Gigeri ou Djidjelli, l’actuelle Jijel, est un port d’Algérie dans la province et à 128 kilomètres au nord-ouest de Constantine. Ancienne ville épiscopale de la Mauritanie Sitifense (sous le nom de Gergelum), elle devint au xvie s. le berceau de la puissance de Barberousse (v. notule {c}, note [12] du Naudæana 2), et acquit dès lors une très grande importance stratégique par son trafic et surtout par sa piraterie.

Louis xiv, en pleine entente avec Colbert, pour premier grand acte militaire de sa puissance depuis la paix des Pyrénées, avait décidé de fonder un établissement français en Barbarie (Maghreb), pour ouvrir le commerce d’Afrique du Nord, et tenant la Méditerranée, pour réduire la piraterie barbaresque et la domination maritime des Turcs. Une puissante escadre (15 navires et 8 galères), placée sous le haut commandement du duc de Beaufort, avait appareillé de Toulon le 2 juillet 1664 pour rejoindre les 7 galères de Malte à Minorque, puis débarquer sur le sol africain le 22 juillet.

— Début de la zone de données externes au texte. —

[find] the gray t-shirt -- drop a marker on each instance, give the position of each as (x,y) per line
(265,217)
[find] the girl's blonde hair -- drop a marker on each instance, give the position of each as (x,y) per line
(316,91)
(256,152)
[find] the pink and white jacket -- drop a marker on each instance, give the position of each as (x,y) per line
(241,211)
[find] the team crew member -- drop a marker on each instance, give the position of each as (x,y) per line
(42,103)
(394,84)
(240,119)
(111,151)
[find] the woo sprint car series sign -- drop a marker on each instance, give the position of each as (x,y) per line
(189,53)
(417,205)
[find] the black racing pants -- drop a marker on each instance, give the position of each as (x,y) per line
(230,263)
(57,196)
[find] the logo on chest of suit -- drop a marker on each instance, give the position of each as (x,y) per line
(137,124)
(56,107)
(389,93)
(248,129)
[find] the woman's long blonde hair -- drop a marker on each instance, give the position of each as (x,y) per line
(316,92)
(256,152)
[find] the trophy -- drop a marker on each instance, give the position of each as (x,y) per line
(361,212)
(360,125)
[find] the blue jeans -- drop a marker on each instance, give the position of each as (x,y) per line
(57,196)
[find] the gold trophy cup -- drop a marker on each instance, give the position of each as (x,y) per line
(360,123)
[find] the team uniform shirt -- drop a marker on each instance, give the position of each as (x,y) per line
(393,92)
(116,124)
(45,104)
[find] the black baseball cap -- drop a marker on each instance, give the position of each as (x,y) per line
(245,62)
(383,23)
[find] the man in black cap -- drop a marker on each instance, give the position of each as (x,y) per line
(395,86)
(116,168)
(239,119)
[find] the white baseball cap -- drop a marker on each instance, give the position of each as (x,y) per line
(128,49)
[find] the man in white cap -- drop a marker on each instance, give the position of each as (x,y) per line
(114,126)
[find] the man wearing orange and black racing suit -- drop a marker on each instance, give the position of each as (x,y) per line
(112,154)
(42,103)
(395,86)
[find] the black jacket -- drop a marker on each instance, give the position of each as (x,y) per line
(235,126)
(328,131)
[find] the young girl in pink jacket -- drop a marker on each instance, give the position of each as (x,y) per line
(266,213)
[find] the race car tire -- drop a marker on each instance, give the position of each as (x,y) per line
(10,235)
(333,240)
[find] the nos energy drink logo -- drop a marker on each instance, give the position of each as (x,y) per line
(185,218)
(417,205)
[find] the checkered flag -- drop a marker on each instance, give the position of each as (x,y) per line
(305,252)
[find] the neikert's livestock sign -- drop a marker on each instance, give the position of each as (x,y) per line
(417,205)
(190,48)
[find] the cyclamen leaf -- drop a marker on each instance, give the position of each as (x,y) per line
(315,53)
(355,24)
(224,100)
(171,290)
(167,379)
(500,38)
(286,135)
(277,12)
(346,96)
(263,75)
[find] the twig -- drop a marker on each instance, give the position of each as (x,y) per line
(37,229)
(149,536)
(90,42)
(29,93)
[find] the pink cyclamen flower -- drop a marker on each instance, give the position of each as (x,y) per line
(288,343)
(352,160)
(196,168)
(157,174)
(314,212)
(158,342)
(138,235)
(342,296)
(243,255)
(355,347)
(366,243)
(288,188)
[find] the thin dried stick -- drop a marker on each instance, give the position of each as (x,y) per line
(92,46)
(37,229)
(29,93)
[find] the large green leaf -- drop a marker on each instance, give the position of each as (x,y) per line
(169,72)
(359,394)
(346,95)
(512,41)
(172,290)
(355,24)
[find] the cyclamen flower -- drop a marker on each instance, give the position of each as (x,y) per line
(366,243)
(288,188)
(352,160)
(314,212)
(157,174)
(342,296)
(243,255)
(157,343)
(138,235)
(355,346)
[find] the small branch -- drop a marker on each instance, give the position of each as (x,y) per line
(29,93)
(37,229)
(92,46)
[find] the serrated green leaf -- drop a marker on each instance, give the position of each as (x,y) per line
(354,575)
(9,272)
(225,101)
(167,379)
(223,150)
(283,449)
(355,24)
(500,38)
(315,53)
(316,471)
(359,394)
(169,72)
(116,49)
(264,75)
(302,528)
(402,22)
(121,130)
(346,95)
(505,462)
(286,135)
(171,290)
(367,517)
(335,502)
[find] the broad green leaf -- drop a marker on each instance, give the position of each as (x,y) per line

L’occupation de Gigeri dura trois mois, mais l’expédition mal préparée et mal exécutée (dissensions dans le commandement, incompétence du duc de Beaufort et des diplomates chargés des pourparlers avec l’ennemi, mauvaise organisation des fortifications et du ravitaillement) ne résista pas au renfort que les Turcs fournirent aux Maures : l’ordre d’évacuer la position fut donné, et la retraite avait eu lieu le 31 octobre. Le fiasco se solda par la perte d’un millier et demi d’hommes et d’une centaine de canons. On fit tout en France pour taire et oublier l’humiliation infligée aux troupes du roi. En plein procès de Nicolas Fouquet, Gigeri éclaboussait Louis xiv et Colbert ; mieux valait en parler le moins possible. Bernard Bachelot a fourni une étude très complète de cette catastrophe militaire : Louis xiv en Algérie, Gigeri, 1664 (Monaco, Éditions du Rocher, 2003).

Cette malheureuse campagne fut la principale participation française à la guerre austro-turque de 1663-1664 (v. note [8], lettre latine 242).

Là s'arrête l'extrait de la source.